Summer 2006

Colors / Tawny

The light you’ll never know

Eileen Myles

“Colors” is a column in which a writer responds to a specific color assigned by the editors of Cabinet.


I drove up to Santa Barbara this weekend with the question under my belt of whether CA is tawny or not. I thought this is something I can do while I’m driving. The driving is a new problem. I mean I love driving because it is the greatest opportunity to listen to music and music pretty much comes from young people with few exceptions so I’m sailing up the coast on someone’s young vibes and a bright slap of marigold is zipping along the highway with me for a while but you know marigold is such a businesslike color. It’s usually the one bright color an otherwise boring situation has to offer in the way of energy. It’s like “bright.” This is unrelated to tawny but I’m just letting you see how I open up the color. The biggest driving problem (and this has been true for a while, but before I lived in CA it was chiefly on book tours I had this problem) is that while aimlessly driving across America (my favorite thing in the world to be doing) I get stabbed by an idea—and maybe I have a big pad of paper next to me on the seat but usually I have some fucking receipt for gas (most likely) and a big thought comes—one like this:

When Moses hit the rock with a stick and water came he didn’t think great now I can always do that.

Obviously I can’t lose that thought nor the one about tawny so—do I write it down? I bought an iPod for this 
specific purpose—so I can connect an iTalk to it and then talk into it when I drive in my truck. But then it turns out you can’t plug an iPod into my truck. I could if I had a cassette player but no, I have a CD player, which doesn’t do the trick.

There’s another radio way so I bought that product but San Diego has so many bandwidths all used up with you know wonderful conservative radio yapping. How much does Jesus love you. A big sign over the freeway says this. It’s his back with his arms extended. He loves you this much. And the sun of course is pouring down his backside. Is Jesus tawny is a thought. Having failed utterly to record my thoughts by pressing a button while I drive I have instead devolved in another direction. I call myself. After Eileen delivers her cheery greeting I go: I drove up to Santa Barbara this weekend with the question under my belt of whether CA is tawny or not. Satisfied I hang up.
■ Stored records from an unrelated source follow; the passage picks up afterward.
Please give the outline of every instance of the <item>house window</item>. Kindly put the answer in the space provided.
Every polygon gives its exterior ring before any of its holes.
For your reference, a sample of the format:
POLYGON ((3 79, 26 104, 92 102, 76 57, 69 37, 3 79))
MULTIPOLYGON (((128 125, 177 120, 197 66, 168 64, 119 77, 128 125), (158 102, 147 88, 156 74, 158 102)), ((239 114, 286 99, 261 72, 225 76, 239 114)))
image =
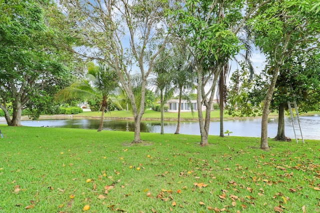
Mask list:
POLYGON ((170 103, 170 109, 176 110, 176 103, 170 103))
POLYGON ((194 108, 194 110, 196 110, 196 103, 192 103, 192 107, 194 108))

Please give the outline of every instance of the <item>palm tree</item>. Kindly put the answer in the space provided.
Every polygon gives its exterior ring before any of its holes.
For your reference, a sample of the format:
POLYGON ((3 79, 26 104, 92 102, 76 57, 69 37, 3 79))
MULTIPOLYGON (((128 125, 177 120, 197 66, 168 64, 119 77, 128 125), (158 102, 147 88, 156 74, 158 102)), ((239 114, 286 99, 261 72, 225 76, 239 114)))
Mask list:
MULTIPOLYGON (((179 91, 179 104, 178 105, 178 120, 176 129, 174 134, 179 134, 180 131, 180 117, 181 111, 181 101, 184 91, 190 90, 194 87, 194 75, 192 73, 192 66, 187 63, 188 54, 186 48, 184 48, 175 52, 174 59, 172 62, 172 73, 174 73, 172 82, 179 91)), ((192 105, 191 105, 192 106, 192 105)))
MULTIPOLYGON (((252 45, 251 39, 251 32, 248 27, 244 26, 242 28, 242 31, 243 33, 240 34, 240 36, 238 36, 238 38, 244 44, 245 47, 245 53, 240 53, 239 54, 242 58, 244 63, 248 65, 249 68, 250 73, 250 79, 252 79, 254 71, 252 65, 252 61, 250 60, 252 56, 252 45)), ((236 58, 234 57, 232 58, 237 63, 239 63, 236 58)), ((224 103, 226 102, 226 78, 229 75, 230 70, 230 58, 227 58, 224 66, 222 67, 222 70, 220 73, 219 76, 218 84, 218 94, 219 97, 219 108, 220 111, 220 135, 221 137, 224 137, 224 103)))
POLYGON ((162 61, 157 63, 154 66, 154 72, 156 77, 152 79, 152 83, 155 85, 156 90, 160 94, 160 112, 161 114, 161 130, 160 134, 164 134, 164 101, 172 96, 174 88, 172 87, 172 74, 169 72, 170 60, 168 53, 163 50, 160 54, 162 55, 162 61))
POLYGON ((56 95, 56 101, 67 100, 76 98, 94 98, 101 100, 101 120, 98 132, 102 130, 104 112, 108 111, 108 102, 118 86, 116 72, 104 64, 96 66, 93 63, 88 66, 86 79, 66 87, 56 95))

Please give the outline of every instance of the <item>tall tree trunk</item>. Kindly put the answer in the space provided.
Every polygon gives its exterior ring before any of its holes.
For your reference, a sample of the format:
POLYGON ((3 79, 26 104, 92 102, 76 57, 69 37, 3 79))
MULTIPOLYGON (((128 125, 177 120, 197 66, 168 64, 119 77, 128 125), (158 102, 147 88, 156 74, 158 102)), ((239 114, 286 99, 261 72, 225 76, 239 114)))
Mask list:
POLYGON ((278 131, 276 136, 274 138, 276 141, 286 141, 289 139, 286 137, 284 133, 284 108, 286 103, 282 103, 278 107, 278 131))
POLYGON ((272 74, 271 82, 269 85, 268 91, 266 95, 264 100, 264 107, 262 112, 262 120, 261 122, 261 144, 260 148, 262 150, 267 150, 269 149, 268 146, 268 115, 270 113, 269 107, 272 99, 272 94, 274 90, 276 82, 278 77, 278 72, 280 65, 276 66, 276 70, 272 74))
POLYGON ((11 126, 11 118, 10 118, 9 112, 8 112, 6 107, 2 104, 0 104, 0 108, 2 110, 4 113, 4 118, 6 118, 6 124, 8 126, 11 126))
POLYGON ((284 62, 284 58, 286 51, 286 47, 289 43, 289 41, 290 40, 291 34, 293 30, 286 34, 285 41, 282 47, 281 53, 278 56, 279 59, 276 61, 276 67, 274 67, 274 70, 272 73, 271 82, 270 83, 270 85, 268 88, 268 91, 266 92, 264 100, 264 107, 262 108, 262 121, 261 122, 261 143, 260 145, 260 148, 262 150, 268 150, 269 149, 268 146, 268 115, 270 113, 269 107, 270 106, 270 103, 271 103, 274 91, 274 90, 276 79, 278 78, 278 75, 279 74, 279 70, 284 62))
POLYGON ((16 101, 13 106, 12 119, 10 125, 12 126, 20 126, 21 114, 22 113, 22 105, 19 101, 16 101))
MULTIPOLYGON (((224 70, 224 71, 226 70, 224 70)), ((223 138, 224 137, 224 71, 220 73, 220 78, 219 79, 219 105, 220 108, 220 137, 223 138)))
POLYGON ((178 105, 178 121, 176 124, 176 129, 174 134, 180 134, 180 113, 181 112, 181 99, 182 99, 182 87, 179 88, 179 105, 178 105))
POLYGON ((161 114, 161 131, 160 134, 164 135, 164 91, 160 90, 160 114, 161 114))
POLYGON ((141 123, 141 118, 139 118, 139 115, 134 116, 134 137, 132 142, 134 143, 141 143, 140 138, 140 124, 141 123))
POLYGON ((106 110, 106 101, 104 97, 102 101, 102 110, 101 113, 101 119, 100 120, 100 124, 99 124, 99 127, 98 127, 98 132, 100 132, 102 130, 102 128, 104 127, 104 110, 106 110))
POLYGON ((205 146, 208 144, 208 132, 206 131, 204 124, 204 116, 202 114, 202 71, 200 64, 198 64, 196 70, 198 75, 198 85, 196 88, 196 104, 198 107, 198 116, 199 117, 199 127, 200 128, 200 135, 201 135, 200 146, 205 146))

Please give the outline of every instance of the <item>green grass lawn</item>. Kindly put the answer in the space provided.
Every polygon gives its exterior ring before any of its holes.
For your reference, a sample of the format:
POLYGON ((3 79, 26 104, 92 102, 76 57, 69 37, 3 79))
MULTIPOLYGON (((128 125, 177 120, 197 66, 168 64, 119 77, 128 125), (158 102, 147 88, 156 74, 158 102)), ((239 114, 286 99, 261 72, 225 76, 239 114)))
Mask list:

It’s interesting: there’s a wall along the freeway over there and there’s green dabs of paint every so often on it and a sun pouncing down. It feels kind of warm so the color isn’t right but there’s a feel. I’m thinking tawny isn’t a color. It’s a feeling. Like butter, the air in Hawaii, a feeling of value. Is anyone tawny who you can have. You know what I mean. It seems a slightly disdained object of lust. Her tawny skin—face it, used that way it’s a corrupt word. It isn’t even on the speaker. It’s on the spoken about. She or he is looking expensive and paid for. So I prefer to think about light. Open or closed. Closed is more literary light. Or light (there you go) of rooms you pass as you walk or drive by but most particularly I think as you ride by at night on a bike so you can smell the air out here and see the light in there, the light of a home you don’t know and feel mildly excited about, the light you’ll never know. Smokers with their backs to me standing in a sunset at the beach are closer to tawny than me.
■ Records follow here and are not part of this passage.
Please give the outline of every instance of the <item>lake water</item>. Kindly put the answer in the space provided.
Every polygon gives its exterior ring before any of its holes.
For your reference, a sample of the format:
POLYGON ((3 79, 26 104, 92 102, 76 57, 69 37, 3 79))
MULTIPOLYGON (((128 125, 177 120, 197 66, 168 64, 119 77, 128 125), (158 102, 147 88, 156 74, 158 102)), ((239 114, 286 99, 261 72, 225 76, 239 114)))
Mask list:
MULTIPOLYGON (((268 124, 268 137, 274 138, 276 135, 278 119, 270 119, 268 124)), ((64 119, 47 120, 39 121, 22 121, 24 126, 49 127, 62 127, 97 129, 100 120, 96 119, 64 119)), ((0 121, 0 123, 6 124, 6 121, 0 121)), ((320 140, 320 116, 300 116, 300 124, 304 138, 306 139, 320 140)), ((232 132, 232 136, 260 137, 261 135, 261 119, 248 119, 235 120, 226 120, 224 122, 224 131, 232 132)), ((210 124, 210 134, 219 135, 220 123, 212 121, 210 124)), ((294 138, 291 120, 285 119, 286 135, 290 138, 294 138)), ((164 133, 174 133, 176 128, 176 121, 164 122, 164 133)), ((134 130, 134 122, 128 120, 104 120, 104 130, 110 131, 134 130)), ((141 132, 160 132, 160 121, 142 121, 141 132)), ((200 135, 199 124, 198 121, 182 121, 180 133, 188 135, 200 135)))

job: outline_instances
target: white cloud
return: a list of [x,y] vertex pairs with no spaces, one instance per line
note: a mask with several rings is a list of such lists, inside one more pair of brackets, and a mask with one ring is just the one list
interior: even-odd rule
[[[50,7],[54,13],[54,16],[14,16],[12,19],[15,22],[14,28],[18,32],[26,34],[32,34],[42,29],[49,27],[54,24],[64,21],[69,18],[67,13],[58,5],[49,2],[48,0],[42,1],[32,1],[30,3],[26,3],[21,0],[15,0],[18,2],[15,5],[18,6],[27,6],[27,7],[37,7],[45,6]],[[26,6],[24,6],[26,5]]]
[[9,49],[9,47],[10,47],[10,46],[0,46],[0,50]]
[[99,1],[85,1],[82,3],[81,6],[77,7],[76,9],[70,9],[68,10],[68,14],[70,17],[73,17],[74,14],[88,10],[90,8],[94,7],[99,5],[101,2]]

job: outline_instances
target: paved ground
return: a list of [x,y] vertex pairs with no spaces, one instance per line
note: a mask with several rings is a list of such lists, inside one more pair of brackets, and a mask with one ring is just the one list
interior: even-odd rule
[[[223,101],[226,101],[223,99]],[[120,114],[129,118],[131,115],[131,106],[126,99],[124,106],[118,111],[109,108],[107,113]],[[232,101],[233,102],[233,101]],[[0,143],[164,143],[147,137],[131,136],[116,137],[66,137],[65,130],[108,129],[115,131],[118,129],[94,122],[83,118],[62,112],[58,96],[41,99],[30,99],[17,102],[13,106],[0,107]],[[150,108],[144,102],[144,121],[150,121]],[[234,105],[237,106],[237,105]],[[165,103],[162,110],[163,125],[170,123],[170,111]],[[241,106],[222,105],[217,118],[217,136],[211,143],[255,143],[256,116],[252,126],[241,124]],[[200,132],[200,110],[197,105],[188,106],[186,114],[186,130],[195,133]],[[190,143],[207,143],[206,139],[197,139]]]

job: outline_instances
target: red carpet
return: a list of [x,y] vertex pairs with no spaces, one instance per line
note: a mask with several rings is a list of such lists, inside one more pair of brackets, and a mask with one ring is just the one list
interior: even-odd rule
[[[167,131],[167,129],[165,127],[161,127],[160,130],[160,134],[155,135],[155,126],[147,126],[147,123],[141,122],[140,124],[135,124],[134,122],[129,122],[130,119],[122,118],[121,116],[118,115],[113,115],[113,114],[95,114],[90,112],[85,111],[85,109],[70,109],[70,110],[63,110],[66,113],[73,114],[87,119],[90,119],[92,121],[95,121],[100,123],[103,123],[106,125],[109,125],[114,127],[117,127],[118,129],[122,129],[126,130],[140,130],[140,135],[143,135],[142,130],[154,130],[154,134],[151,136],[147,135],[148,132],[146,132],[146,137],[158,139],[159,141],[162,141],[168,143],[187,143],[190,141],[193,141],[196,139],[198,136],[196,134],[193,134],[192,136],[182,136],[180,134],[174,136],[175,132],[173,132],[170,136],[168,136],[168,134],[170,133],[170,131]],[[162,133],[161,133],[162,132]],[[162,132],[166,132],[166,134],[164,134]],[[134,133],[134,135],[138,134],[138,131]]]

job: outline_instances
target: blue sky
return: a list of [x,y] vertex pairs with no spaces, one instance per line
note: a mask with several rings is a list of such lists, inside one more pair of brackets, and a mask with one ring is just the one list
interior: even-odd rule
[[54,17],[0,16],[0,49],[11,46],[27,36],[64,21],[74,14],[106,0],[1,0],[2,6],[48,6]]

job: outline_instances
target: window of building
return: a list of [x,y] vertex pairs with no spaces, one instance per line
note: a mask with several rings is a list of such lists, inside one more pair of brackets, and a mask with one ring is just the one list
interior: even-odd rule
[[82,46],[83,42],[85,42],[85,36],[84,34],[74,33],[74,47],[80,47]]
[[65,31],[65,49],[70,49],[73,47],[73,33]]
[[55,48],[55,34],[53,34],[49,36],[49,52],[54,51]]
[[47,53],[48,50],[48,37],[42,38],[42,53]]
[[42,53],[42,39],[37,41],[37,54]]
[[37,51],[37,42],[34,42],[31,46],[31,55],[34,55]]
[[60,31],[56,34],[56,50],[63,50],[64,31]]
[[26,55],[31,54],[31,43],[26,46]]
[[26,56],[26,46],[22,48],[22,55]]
In Santa Barbara I hooked up with Bruce and Jill and before we parted we went to such a restaurant, awful by the sea. One of Jill’s friends was in a wheelchair looking out at the sea and I just thought how rough for him to be in this place looking out and imagined the landscape of tawny being huge for him. Unbridled, the whole world. I don’t think of disabled as being less but tawny is even more somebody else’s if you never go to the beach alone anymore and there you are looking out. I don’t smoke and so I think of Bruce as having more access to tawny than me standing there on the horizon having a smoke being nostalgic because there’s little else to do when you’re smoking pretending to feel. I miss it. I miss it exactly like that. The cigarette being a little rouged by light.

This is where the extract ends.